Poster
in
Workshop: 6th Robot Learning Workshop: Pretraining, Fine-Tuning, and Generalization with Large Scale Models
Policy-Guided Diffusion
Matthew T Jackson · Michael Matthews · Cong Lu · Jakob Foerster · Shimon Whiteson
Keywords: [ diffusion models ] [ Reinforcement Learning ] [ offline reinforcement learning ] [ Synthetic Data ]
Model-free methods for offline reinforcement learning typically suffer from value overestimation, resulting from generalization to out-of-sample state-action pairs. On the other hand, model-based methods must handle in compounding errors in transition dynamics, as the policy is rolled out using the learned model. As a solution, we propose policy-guided diffusion (PGD).
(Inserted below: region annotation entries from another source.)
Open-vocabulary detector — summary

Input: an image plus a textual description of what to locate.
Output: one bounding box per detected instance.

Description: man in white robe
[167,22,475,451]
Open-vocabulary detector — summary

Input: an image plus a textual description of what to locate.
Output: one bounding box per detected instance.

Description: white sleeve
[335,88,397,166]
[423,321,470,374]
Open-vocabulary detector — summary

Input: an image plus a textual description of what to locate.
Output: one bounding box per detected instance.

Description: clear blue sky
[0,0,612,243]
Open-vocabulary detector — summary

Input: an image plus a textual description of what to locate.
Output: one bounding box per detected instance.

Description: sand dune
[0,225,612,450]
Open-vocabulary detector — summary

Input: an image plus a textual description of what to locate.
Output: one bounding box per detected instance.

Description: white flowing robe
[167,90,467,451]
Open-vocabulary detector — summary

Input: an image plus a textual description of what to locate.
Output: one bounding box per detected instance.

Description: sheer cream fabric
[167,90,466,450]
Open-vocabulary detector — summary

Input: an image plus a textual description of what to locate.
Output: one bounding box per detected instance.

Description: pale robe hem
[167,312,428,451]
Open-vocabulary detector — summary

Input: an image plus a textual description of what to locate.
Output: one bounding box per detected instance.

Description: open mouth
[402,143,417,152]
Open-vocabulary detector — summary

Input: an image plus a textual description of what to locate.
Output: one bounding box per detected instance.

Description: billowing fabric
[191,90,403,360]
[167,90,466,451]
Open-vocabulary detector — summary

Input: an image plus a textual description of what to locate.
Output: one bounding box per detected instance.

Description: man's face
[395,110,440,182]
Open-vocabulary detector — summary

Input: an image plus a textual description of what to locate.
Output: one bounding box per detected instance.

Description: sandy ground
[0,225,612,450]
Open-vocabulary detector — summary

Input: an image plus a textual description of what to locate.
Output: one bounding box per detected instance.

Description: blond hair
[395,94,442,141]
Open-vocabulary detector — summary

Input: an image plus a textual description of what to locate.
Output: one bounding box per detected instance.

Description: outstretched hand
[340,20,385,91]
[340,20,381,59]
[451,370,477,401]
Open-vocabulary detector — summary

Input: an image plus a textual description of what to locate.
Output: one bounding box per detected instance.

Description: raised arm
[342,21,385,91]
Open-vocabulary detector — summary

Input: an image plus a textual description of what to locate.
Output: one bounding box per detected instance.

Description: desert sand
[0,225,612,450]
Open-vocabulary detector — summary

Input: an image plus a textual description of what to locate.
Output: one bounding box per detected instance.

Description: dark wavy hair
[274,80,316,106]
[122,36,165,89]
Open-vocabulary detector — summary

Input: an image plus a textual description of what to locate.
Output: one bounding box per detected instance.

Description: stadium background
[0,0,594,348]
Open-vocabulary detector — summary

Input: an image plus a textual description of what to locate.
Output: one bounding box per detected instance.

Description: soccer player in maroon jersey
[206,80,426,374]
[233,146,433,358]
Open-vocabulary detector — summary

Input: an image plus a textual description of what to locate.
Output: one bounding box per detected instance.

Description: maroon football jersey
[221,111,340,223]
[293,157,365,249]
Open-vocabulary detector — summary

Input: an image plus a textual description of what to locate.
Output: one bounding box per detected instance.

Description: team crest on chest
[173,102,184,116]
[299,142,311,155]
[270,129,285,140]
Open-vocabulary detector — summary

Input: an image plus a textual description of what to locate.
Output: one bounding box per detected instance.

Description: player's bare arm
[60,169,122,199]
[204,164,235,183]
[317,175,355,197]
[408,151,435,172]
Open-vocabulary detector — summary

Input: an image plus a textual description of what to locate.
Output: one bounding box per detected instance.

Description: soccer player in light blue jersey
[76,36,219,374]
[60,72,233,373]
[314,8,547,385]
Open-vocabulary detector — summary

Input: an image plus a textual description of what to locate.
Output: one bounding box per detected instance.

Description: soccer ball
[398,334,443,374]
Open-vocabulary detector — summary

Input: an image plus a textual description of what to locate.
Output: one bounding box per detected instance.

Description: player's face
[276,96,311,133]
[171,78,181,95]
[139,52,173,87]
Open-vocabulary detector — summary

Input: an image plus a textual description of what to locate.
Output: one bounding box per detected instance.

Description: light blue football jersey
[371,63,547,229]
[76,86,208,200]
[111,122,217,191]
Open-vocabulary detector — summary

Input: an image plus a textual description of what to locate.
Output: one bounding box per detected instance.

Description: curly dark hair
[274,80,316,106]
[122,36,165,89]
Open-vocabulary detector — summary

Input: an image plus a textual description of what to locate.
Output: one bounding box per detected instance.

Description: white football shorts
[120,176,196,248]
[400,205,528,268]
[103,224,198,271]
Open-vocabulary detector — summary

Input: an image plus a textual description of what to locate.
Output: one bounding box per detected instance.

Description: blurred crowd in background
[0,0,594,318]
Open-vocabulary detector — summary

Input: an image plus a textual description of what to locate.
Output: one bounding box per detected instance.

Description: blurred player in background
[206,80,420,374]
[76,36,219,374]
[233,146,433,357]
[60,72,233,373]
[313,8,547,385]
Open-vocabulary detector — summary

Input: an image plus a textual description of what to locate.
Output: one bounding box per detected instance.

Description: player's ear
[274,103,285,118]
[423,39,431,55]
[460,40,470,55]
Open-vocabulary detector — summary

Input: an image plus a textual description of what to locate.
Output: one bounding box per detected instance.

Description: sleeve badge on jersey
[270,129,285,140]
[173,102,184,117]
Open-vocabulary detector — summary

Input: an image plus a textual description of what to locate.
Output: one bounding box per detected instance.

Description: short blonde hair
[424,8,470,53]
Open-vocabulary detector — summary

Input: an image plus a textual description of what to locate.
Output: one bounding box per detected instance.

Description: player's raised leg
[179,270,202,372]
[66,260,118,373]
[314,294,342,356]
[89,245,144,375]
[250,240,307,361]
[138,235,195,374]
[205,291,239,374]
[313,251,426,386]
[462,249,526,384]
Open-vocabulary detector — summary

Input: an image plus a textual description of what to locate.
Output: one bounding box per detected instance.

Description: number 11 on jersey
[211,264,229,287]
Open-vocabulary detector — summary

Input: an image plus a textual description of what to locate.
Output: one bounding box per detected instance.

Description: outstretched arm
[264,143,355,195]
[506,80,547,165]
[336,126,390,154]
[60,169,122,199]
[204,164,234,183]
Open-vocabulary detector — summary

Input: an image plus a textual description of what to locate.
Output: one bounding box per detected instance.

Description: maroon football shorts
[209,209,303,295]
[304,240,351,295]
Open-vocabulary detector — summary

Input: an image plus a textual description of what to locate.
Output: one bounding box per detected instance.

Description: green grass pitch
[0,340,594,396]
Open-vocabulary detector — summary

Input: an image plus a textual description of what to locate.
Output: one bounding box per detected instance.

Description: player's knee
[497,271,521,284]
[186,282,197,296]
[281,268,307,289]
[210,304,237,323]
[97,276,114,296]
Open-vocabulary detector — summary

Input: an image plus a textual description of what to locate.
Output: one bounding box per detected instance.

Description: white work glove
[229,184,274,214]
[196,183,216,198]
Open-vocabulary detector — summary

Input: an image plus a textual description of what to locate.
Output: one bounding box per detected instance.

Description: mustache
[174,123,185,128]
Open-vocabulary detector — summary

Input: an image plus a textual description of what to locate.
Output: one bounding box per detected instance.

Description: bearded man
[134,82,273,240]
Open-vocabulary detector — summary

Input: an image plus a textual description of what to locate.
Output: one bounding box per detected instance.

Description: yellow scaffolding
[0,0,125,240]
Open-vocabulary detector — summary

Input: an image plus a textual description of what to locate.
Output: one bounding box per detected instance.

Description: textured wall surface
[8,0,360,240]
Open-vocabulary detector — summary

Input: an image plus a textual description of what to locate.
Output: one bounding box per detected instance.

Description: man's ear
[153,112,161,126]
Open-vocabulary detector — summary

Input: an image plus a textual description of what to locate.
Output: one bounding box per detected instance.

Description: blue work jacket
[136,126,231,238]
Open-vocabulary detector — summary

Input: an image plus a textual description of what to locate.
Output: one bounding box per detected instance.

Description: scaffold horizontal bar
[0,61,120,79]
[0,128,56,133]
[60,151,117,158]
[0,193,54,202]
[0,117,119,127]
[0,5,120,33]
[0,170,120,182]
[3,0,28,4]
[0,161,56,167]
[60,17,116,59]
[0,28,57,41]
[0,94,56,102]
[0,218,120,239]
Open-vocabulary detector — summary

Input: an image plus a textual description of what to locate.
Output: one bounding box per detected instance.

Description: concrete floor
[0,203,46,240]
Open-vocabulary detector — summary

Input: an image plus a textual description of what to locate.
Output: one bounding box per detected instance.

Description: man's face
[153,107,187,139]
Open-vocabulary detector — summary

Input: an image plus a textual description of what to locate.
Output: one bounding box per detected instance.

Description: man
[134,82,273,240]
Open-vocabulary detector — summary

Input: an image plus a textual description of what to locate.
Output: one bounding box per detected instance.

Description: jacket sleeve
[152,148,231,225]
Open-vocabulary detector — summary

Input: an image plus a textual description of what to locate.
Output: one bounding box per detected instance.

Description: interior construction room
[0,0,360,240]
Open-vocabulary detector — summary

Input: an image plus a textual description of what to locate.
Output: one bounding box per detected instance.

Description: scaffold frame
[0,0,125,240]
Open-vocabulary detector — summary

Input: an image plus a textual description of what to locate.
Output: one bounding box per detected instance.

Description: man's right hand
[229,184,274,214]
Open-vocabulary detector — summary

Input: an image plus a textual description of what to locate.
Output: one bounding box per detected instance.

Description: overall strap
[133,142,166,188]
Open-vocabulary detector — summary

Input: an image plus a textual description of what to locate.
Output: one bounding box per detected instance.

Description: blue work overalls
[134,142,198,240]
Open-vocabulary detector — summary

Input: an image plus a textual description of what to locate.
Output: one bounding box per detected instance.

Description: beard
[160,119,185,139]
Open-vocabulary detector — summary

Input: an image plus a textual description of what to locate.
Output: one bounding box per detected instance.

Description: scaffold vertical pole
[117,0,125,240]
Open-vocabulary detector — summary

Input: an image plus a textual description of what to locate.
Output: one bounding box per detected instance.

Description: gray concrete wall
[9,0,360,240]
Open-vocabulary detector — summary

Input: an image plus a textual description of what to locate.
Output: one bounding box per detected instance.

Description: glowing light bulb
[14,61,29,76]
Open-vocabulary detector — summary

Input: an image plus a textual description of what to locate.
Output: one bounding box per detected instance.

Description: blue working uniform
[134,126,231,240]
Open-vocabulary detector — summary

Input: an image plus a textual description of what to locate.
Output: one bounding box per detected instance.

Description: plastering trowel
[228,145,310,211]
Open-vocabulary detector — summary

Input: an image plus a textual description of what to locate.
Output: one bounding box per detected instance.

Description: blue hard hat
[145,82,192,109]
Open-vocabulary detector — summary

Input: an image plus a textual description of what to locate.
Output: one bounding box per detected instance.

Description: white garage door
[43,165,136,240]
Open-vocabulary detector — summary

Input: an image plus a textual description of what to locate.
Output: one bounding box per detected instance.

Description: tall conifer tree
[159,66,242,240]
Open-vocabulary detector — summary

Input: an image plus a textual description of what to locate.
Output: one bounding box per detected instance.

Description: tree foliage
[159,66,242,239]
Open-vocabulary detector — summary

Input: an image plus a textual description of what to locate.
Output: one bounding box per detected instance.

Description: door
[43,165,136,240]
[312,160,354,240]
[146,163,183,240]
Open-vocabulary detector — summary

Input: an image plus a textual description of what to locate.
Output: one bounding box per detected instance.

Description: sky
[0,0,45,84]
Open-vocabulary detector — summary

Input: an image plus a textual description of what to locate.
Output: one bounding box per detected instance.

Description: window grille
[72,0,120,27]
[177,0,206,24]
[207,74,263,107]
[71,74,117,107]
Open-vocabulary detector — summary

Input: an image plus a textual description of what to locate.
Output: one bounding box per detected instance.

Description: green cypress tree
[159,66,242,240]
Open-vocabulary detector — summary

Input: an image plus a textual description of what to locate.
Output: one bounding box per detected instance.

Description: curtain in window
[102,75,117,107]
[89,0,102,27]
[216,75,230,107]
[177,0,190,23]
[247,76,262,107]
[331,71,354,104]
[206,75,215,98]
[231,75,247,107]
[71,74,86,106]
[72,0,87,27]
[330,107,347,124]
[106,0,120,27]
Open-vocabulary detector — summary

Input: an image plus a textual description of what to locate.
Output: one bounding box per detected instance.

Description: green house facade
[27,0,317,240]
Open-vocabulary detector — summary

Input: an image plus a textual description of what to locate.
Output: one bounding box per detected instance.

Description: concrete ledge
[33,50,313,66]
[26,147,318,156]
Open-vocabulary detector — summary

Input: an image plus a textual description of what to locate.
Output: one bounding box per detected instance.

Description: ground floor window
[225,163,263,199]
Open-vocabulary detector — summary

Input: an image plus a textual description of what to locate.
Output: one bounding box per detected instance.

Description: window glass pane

Our method generates entire trajectories using a diffusion model, with an additional policy guidance term that biases samples towards the policy being trained. Evaluating PGD on the Adroit manipulation environment, we show that guidance dramatically increases trajectory likelihood under the target policy, without increasing model error. When training offline RL agents on purely synthetic data, our early results show that guidance leads to improvements in performance across datasets. We believe this approach is a step towards the training of offline agents on predominantly synthetic experience, minimizing the principal drawbacks of offline RL.